L'ascension des nombreuses marches menant au sommet m'apportait un peu de clarté. Ce ne fut pourtant, qu'une fois arrivé à sa cime que je me relâchai entièrement. La flamme de l'éternel brûlait plus haut que le grand dôme d'astronomie, immense par son envergure, elle sortait directement du large socle de pierre noirci sur lequel elle vivait sans qu'aucun combustible ne vienne l'entretenir. Je ne bravais pas la loi pour la première fois en montant jusqu'ici. Quand la vie se compliquait ou que le poids de mes tourments pesait trop lourd sur mes épaules, j'aimais y grimper pour me sentir plus proche de Dragon ainsi que de l'Astre-mère. Cette nuit, je voulais laisser s'écouler mon chagrin. Dos au ciel nocturne, je plongeais mon regard dans ce feu qui ne s'éteignait jamais ; j'entamais une prière pour mon ami disparu en appréciant la douce chaleur sur ma peau ainsi que le crépitement des flammes, seul bruit perceptible de si haut.
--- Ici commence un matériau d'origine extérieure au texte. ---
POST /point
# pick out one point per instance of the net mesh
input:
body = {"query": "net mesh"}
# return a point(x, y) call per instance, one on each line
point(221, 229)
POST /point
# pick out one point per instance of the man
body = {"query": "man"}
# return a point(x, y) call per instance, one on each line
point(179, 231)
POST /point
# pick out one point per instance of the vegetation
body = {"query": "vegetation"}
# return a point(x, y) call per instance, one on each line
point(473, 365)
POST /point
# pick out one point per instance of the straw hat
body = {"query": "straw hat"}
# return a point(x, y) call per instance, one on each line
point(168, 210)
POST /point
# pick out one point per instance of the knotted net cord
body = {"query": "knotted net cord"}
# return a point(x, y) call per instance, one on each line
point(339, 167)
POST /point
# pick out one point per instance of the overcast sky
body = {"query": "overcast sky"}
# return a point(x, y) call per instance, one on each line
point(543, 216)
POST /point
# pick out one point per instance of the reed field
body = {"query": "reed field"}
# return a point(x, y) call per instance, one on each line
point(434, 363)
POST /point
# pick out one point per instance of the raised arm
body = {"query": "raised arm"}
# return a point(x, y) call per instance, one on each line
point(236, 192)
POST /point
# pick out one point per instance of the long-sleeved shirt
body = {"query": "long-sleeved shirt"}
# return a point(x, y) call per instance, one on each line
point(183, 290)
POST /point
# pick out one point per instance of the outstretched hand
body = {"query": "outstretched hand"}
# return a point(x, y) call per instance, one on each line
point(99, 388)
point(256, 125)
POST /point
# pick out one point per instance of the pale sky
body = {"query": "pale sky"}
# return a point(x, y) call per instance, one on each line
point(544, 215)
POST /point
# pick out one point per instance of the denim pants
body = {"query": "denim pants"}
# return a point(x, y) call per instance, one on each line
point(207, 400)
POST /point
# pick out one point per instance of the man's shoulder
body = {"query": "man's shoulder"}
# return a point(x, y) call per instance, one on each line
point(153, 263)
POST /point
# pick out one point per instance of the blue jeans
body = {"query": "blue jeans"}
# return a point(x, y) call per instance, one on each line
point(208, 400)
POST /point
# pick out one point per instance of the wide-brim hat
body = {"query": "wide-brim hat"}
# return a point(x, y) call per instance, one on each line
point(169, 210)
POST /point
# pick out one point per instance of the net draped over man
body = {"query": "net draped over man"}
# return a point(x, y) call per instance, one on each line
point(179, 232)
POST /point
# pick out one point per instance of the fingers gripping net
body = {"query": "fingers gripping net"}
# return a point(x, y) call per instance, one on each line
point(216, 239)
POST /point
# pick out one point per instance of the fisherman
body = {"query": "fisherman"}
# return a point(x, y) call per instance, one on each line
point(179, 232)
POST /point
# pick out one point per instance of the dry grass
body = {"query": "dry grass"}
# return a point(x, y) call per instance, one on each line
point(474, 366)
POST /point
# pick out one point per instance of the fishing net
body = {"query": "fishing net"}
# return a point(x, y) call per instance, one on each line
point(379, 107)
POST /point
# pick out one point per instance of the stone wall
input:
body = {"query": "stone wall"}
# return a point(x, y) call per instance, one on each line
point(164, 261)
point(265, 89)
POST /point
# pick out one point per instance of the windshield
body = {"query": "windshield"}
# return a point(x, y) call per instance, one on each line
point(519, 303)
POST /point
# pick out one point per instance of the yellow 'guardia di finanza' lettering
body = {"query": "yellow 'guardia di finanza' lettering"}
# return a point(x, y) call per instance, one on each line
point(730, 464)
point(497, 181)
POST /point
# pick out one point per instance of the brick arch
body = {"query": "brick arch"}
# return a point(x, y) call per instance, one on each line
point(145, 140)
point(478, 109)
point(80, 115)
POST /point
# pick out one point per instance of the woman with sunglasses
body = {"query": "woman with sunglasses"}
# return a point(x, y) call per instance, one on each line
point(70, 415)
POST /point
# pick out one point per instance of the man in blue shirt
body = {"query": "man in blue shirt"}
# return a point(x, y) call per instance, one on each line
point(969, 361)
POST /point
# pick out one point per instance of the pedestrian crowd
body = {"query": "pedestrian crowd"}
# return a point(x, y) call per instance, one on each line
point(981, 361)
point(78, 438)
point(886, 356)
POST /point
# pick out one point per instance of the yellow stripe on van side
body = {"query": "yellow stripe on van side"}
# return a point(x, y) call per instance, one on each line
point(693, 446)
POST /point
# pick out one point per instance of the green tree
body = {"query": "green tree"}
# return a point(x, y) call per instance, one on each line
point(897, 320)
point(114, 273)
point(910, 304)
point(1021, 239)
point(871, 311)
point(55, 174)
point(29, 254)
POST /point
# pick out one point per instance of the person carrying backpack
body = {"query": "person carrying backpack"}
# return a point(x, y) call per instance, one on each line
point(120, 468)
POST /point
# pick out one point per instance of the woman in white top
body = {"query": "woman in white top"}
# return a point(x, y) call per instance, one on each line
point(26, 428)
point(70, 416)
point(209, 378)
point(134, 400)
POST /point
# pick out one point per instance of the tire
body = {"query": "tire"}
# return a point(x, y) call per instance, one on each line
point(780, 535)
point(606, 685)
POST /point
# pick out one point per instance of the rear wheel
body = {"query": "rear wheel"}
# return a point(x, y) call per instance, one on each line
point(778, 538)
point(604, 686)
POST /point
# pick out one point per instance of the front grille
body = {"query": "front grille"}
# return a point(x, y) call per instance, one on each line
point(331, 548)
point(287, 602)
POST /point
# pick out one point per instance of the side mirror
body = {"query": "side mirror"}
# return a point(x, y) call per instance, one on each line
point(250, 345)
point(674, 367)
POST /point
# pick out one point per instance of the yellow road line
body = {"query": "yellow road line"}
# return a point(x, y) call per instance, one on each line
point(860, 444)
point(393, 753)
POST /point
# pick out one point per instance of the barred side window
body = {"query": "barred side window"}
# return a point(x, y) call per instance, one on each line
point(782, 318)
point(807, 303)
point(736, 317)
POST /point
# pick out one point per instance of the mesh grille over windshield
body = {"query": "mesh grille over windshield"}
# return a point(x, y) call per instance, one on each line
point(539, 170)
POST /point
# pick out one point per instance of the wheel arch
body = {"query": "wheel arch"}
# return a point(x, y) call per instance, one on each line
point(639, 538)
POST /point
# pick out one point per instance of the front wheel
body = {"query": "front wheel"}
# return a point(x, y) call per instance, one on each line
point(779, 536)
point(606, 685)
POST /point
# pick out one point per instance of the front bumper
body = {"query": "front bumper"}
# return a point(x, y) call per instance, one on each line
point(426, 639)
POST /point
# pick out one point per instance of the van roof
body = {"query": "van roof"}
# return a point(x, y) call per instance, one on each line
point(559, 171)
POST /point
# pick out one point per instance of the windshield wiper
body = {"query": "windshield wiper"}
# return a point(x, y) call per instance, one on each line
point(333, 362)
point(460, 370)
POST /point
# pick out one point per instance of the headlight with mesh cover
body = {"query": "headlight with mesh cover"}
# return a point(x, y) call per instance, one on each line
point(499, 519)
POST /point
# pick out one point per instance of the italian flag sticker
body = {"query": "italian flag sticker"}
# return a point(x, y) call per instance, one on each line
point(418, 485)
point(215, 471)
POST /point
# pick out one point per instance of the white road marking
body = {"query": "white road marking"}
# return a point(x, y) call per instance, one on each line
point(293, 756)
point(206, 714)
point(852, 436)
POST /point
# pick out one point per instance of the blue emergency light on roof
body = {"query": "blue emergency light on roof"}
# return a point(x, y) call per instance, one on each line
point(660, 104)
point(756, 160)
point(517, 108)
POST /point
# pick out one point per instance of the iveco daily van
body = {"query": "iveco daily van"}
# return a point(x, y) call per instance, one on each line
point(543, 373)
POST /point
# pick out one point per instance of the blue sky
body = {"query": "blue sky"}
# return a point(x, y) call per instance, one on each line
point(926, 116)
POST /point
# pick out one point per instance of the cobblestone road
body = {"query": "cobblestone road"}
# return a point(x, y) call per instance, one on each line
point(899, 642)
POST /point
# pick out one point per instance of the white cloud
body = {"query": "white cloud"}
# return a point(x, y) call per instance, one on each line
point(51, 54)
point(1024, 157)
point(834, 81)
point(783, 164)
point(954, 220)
La lune dans mon dos, je sentais ses rayons me baigner de sa paix régénératrice. Elle sembla prendre à elle un peu de ma charge, pousser par son tendre rayonnement. Un fredonnement bas sortit de ma gorge, vibrant d'un doux grondement. La berceuse d'un loup sur le repos éternel parmi les étoiles. Ma prière différait de la foi que l'on enseignait à Dragon, elle n'existait pas parmi les hommes. Mon ami méritait cet hommage. Son âme pouvait aller rejoindre le Dragon, pour moi, son esprit vivrait à jamais dans le ciel nocturne, nouvelle étoile qui veillerait sur nous, parmi les millions d'autres. Mes pleurs coulaient ; roulaient sur mes joues, ma berceuse enfin terminée. Elles gouttaient silencieusement, brouillant ma vue obscurcie par leurs nombres. Deux grands yeux de fumée sombre m'apparurent dans le feu, ils prirent la forme de Loup, assombrissant les flammes de l'éternel. Je m'étonnai de sa présence, son grondement profond et sépulcral résonnant dans mon esprit.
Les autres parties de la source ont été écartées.